The sky was dark. The air was cold. The wind was strong and I was walking into it. It was beginning to rain. My feeling of panic and stress had slowed and now morphed into a feeling of depression. My body ached, my bag suddenly felt heavy for the first time in days. I was home sick. I was lonely. Yet despite all of these feelings, I was clear that I didn’t want to give up, I definitely wanted to be doing what I was doing, it was just that in that moment, I was hating it. These thoughts continued for the next 2 hours, the occasional tear streaming down my face as I arrived in Holywell, to find it was like a ghost town, even the pub was closed for winter. It became clear that a wild camp was my only option, so I headed off into the vast and disorientating sand dunes to find a sheltered spot from the wind. I began to erect my tent, when the excitement of it all hit me. Just as it had in Padstow last week when I camped; I was suddenly really happy. There is something about wild camping, something freeing. I had always heard it said before, but am now starting to understand it. For me it’s the realisation that I will just survive. When looking for a spot it always feels like it’s the end of the world. But actually, once I’m all set up, I survive, in fact I do more than that, I enjoy myself. Its something that western society seems to try to hide from us, our innate human ability to survive. I mean don’t think I’m ignorant, I realise of course that people are in far far worse situations than I, and that I am in relative luxury with a warm sleeping bag and tent. But it has still been enough to help me to discover a new part of myself – yuck! I hate that phrase, and really hoped I’d never say it on this project, but I guess I just blew that one!

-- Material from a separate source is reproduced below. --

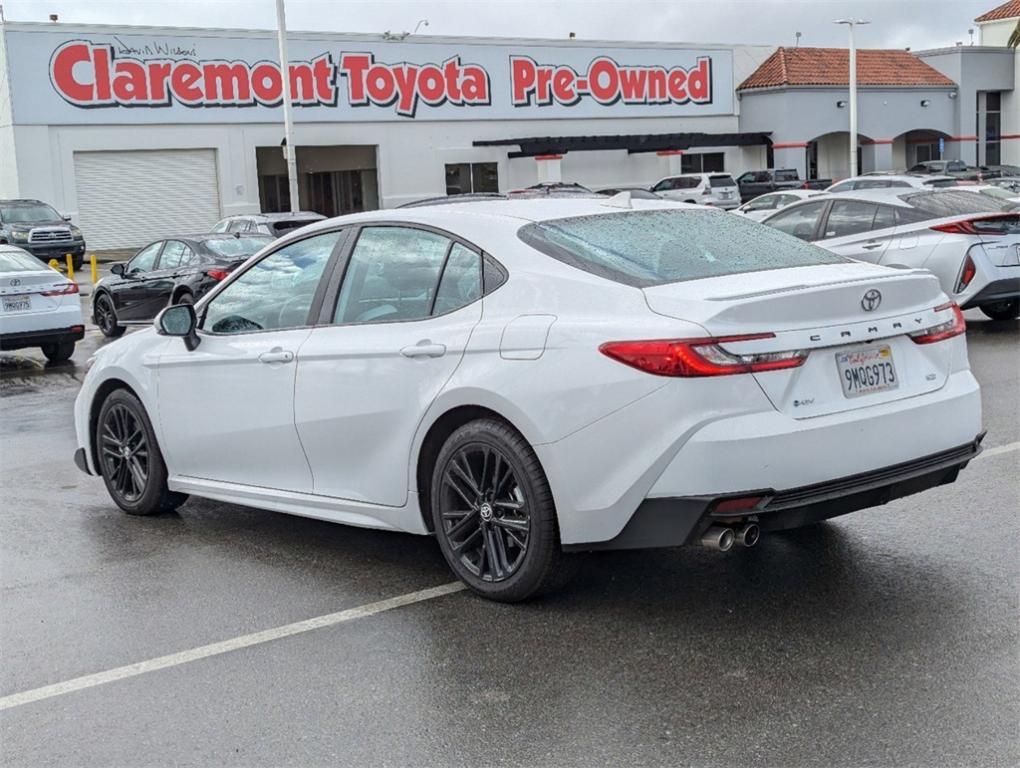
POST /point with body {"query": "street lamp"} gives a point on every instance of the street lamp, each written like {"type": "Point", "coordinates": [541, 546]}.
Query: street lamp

As darkness began to descend on the sand dunes I climbed to the highest dune to keep watch over my tent and look out for the evening predators. For the only predators that I fear when camping, are people. I find that my hearing is my worst enemy in my tent, as I constantly think I hear footsteps and voices nearby, so I tend to wait outside the tent until its dark enough that any dog walkers or evening wonderers will have left the area (its far less scary if I can see them, rather than hear them from my tent). I take comfort in the fact that if anything, I am the thing they are probably scared of – the weird creepy man who sleeps in the sand dunes.

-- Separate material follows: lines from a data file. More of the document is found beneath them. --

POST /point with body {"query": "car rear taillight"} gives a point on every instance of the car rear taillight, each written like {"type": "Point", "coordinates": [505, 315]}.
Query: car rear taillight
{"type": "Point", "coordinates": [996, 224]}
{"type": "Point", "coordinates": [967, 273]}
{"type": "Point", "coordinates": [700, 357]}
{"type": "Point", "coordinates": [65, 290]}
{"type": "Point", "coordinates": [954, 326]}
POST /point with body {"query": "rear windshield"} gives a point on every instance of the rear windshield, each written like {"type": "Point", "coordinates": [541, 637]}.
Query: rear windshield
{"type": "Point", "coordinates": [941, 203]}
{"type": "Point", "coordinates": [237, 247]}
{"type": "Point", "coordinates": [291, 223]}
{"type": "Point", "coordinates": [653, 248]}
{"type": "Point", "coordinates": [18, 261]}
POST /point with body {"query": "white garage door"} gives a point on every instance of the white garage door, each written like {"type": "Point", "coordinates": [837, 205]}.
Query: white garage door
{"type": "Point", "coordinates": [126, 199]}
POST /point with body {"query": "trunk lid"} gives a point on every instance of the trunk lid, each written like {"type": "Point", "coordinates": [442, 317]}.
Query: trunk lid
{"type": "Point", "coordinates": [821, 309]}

So here I am, 4 hours later at 9pm in my tent, in the sand dunes at Holywell. The 5th of December firework displays are well underway all around me, but my spirits are high. I’ve sat here and written over 3000 words of blog entries. I think I felt bad for not creating anything today, I was just not in a good place earlier, although I am pleased to say, that apart from the fact that I am bursting for a pee but don’t want to go out in the rain… I am feeling pretty good.

Goodnight everybody x

1 comment:

  1. Hi Tom. I think the highs and lows you experience are characterisitic of solo travel and adventure, all part of the process and the 'growth' if that's the right word. Enjoy it all, this is a great project!